Dpos, the first peak-calling algorithm developed in DANPOS, analyzes changes in the location, fuzziness, and occupancy at each nucleosome or protein binding position.
Example 1. Define each nucleosome in MNase-Seq data:
Test data (right click to download and put files in directories as indicated below):
(1) nucleosome_sampleA/
nucleosome_sampleA_rep1.bowtie
nucleosome_sampleA_rep2.bowtie
Command:
python danpos.py dpos nucleosome_sampleA
Example 2. Compare MNase-Seq data at each nucleosome between two samples A and B.
Test data (right click to download and put files in directories as indicated below):
(1) nucleosome_sampleA/
nucleosome_sampleA_rep1.bowtie
nucleosome_sampleA_rep2.bowtie
Command:
python danpos.py dpos nucleosome_sampleA:nucleosome_sampleB.bed.gz
Example 3. Compare MNase-Seq data at each nucleosome between two samples A and B, with spike-in controls to specify libarary size for each sample.

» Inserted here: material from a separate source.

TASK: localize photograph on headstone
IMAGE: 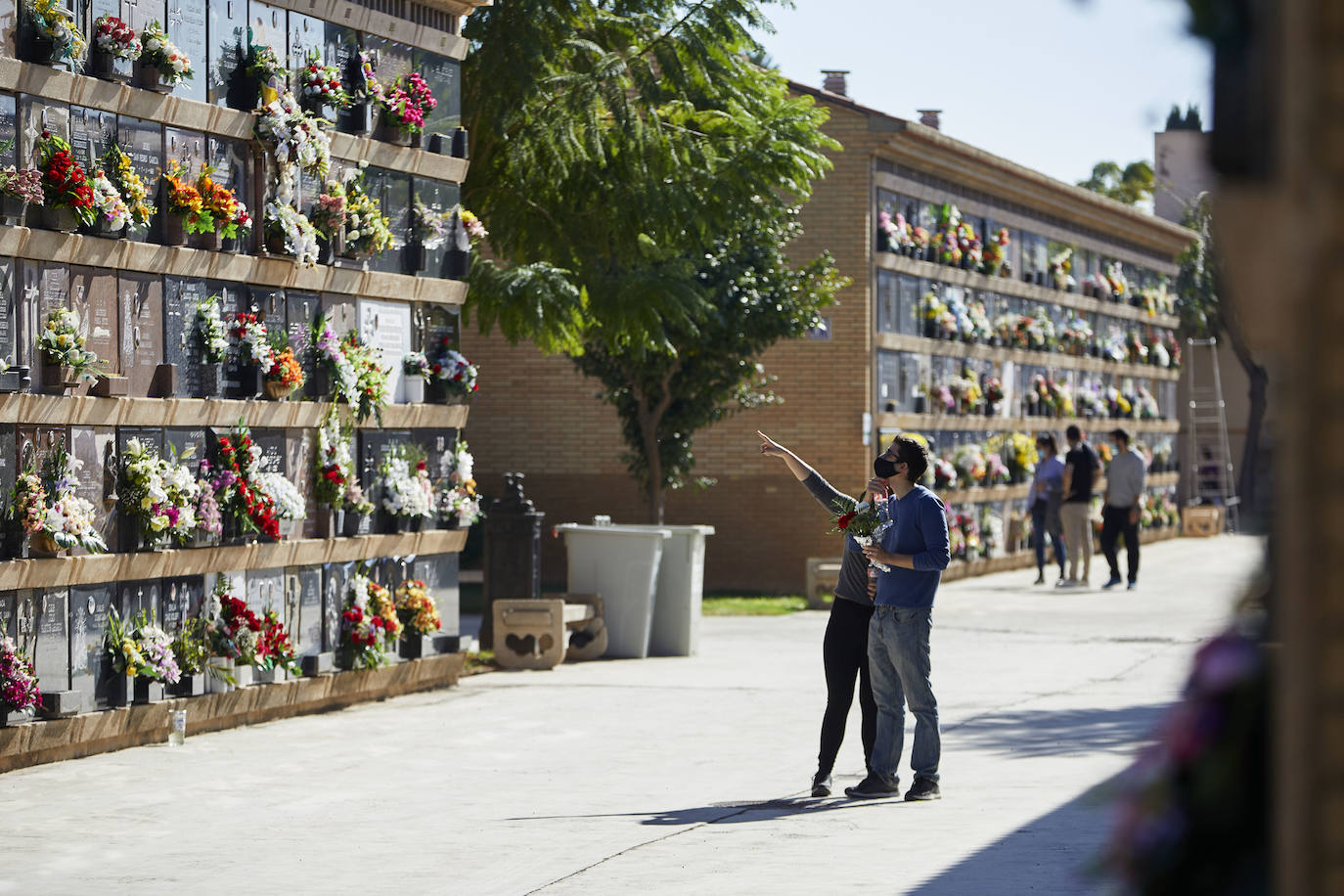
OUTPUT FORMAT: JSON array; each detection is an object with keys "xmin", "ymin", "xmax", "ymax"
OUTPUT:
[{"xmin": 117, "ymin": 271, "xmax": 164, "ymax": 398}]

Test data (right click to download and put files in directories as indicated below):
(1) nucleosome_sampleA/
nucleosome_sampleA_rep1.bowtie
nucleosome_sampleA_rep2.bowtie
Spike-ins information:
Suppose that we have spike-ins to indicate that there would be 10 and 20 million reads for sample A and B, respectively.
Command:
python danpos.py dpos nucleosome_sampleA:nucleosome_sampleB.bowtie -c nucleosome_sampleA:10000000,nucleosome_sampleB.bowtie: 20000000
Example 4. Quantile Normalization: Different from DANPOS1, currently, the -n Q parameter for quantile normalization is disabled. If you try to use quantile normalization, first, use dpos function to generate wiq file with -n N parameter, which disable all normalization method and --smooth_width 0 which prevent smooth. Then, you could use "python danpos.py wiq --buffer_size 50 chromosome_size_file yourfileA.wig:yourfileB.wiq" to normalize your file with quantile normalization and call danpos peak caller functions (dpos, dpeak, dregion, dtriple) again. Make sure you always disable -n N and only smooth your data once.